"Bugün Türkiye'deki tamâma yakın belli başlı
devlet kurumları, kuruluşları, mahalli ve özel teşebbüsler, yüksek ve orta
okullar, Sultan Abdülhamîd devrinde veya ondan az önceki ve az sonraki yıllarda
kurulmuştur. Tamâma yakınında Fransa örneğinin izlendiğini söyleyebilirim.
Millet Meclisi, Senato, Anayasa Mahkemesi (Şûrâ-yı Devlet Tanzîmât Dâiresi),
siyâsî partiler, siyasal bilgiler ve hukuk fakülteleri, sivil ve artık
Fransızca değil Türkçe eğitim yapan tıbbiye, İstanbul dışındaki imparatorluk
şehirlerinde yüksek okullar, II. Abdülhamîd devrince (1876 - 1909) gerçekleşti.
Cumhûriyeti, istinâsız, Sultan Hamîd devrinde eğitim
gören kuşaklar kurdu.
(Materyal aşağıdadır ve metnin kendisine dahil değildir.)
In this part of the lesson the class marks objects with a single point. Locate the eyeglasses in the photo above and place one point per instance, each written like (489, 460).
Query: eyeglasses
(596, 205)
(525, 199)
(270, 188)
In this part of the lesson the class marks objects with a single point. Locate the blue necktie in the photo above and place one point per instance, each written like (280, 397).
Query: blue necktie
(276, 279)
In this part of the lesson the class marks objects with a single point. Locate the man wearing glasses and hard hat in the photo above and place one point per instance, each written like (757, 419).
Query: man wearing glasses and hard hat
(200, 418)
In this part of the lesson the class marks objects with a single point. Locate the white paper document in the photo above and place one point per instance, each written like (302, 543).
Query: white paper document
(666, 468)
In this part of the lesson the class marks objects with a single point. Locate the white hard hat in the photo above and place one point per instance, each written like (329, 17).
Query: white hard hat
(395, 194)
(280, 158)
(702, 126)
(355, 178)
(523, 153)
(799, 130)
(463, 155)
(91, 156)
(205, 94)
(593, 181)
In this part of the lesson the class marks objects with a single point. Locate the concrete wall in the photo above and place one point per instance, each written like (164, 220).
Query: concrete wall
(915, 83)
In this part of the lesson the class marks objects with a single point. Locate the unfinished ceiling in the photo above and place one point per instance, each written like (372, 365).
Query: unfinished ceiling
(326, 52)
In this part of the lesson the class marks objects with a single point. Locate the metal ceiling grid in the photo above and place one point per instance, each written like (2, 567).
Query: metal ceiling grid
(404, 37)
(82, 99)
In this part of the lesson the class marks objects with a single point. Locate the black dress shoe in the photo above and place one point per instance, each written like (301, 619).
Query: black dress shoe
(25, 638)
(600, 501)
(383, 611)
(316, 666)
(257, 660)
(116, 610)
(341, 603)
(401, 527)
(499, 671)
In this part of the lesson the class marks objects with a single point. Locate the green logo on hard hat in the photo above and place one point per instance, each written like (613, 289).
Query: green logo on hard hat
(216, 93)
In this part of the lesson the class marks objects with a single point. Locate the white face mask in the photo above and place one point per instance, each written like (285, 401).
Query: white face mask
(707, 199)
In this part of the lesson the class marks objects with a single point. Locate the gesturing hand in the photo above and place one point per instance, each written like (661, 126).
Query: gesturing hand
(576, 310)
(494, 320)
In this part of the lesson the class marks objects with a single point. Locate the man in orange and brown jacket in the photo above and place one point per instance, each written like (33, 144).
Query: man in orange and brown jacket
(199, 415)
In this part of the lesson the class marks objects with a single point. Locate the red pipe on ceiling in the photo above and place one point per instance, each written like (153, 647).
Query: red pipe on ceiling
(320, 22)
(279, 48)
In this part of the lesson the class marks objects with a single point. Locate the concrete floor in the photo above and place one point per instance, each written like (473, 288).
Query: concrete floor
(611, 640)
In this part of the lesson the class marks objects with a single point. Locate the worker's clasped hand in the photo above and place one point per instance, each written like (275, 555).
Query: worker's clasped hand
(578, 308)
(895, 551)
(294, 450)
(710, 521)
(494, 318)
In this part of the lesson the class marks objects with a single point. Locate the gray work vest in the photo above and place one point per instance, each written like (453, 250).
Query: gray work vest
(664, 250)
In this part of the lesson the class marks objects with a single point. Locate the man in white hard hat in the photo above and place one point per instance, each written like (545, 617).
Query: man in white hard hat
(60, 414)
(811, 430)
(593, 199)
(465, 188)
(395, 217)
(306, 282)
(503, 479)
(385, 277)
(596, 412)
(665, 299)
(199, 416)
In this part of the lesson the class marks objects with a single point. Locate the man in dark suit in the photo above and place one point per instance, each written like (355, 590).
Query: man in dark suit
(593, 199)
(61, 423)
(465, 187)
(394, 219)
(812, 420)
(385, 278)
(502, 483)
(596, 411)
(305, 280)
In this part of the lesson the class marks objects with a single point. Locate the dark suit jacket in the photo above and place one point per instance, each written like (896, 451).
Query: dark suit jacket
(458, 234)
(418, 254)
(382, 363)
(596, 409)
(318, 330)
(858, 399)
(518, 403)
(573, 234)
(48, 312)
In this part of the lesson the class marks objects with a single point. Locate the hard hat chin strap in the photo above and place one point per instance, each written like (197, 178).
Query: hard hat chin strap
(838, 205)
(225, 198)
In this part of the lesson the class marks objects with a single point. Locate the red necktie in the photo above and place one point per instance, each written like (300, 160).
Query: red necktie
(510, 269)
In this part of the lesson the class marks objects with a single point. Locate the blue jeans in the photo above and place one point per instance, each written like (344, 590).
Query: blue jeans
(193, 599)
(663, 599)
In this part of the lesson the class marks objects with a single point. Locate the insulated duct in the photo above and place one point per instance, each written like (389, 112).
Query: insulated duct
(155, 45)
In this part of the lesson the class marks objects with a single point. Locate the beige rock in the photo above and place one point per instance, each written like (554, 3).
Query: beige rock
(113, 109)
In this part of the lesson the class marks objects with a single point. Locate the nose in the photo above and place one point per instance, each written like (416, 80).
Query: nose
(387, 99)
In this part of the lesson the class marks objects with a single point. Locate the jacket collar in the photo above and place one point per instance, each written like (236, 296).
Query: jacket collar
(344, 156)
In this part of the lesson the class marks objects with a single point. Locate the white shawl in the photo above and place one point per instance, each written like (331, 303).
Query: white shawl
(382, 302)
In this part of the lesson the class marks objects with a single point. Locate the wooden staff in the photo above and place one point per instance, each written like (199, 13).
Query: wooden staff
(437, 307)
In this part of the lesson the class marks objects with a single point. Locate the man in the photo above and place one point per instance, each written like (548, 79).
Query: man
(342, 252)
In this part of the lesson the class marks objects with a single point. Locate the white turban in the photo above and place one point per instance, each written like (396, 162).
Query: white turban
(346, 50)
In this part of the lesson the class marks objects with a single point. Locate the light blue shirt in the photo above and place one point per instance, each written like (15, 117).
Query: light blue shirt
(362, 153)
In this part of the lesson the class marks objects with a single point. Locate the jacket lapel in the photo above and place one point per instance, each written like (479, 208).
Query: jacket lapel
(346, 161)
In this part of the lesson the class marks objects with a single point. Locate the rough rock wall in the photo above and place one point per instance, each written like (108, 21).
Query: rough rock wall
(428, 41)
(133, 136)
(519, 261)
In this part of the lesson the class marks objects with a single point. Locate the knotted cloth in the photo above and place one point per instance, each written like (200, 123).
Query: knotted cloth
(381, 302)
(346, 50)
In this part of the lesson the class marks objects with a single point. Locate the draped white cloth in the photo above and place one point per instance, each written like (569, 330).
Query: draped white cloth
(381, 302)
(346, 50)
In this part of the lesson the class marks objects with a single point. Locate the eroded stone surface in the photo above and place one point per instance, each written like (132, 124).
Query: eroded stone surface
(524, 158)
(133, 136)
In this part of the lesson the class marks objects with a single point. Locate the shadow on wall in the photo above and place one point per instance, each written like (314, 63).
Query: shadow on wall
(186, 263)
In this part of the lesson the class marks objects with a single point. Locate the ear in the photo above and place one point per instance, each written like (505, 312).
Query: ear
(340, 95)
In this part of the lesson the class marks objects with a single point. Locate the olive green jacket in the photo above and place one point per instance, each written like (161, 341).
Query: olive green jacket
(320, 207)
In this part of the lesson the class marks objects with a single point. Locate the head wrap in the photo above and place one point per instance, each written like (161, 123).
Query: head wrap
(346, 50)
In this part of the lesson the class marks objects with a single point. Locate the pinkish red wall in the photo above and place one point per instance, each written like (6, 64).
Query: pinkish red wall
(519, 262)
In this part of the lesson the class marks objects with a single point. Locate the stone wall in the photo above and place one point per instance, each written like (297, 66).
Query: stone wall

Cumhûriyetin gerçek kurucusu Atatürk, Selânik'te modern
ilkokulda, askerî ortaokulda, Manastır'da askerî lisede, İstanbul'da Harb
Okulu'nda ve Harb Akademisi'nde okudu. Geniş kültür sâhibi, mükemmel bir asker
oldu. Almanya, Avusturya-Macaristan, Fransa,İngiltere, Birleşik Amerika'da daha
yüksek kalitede subay yetiştirilmiyordu. Türk subayı, en iyi derecede Türkçe
öğrendi. Büyük Nutuk'ta kullanılan inanılması zor zenginlikte bir Türkçe.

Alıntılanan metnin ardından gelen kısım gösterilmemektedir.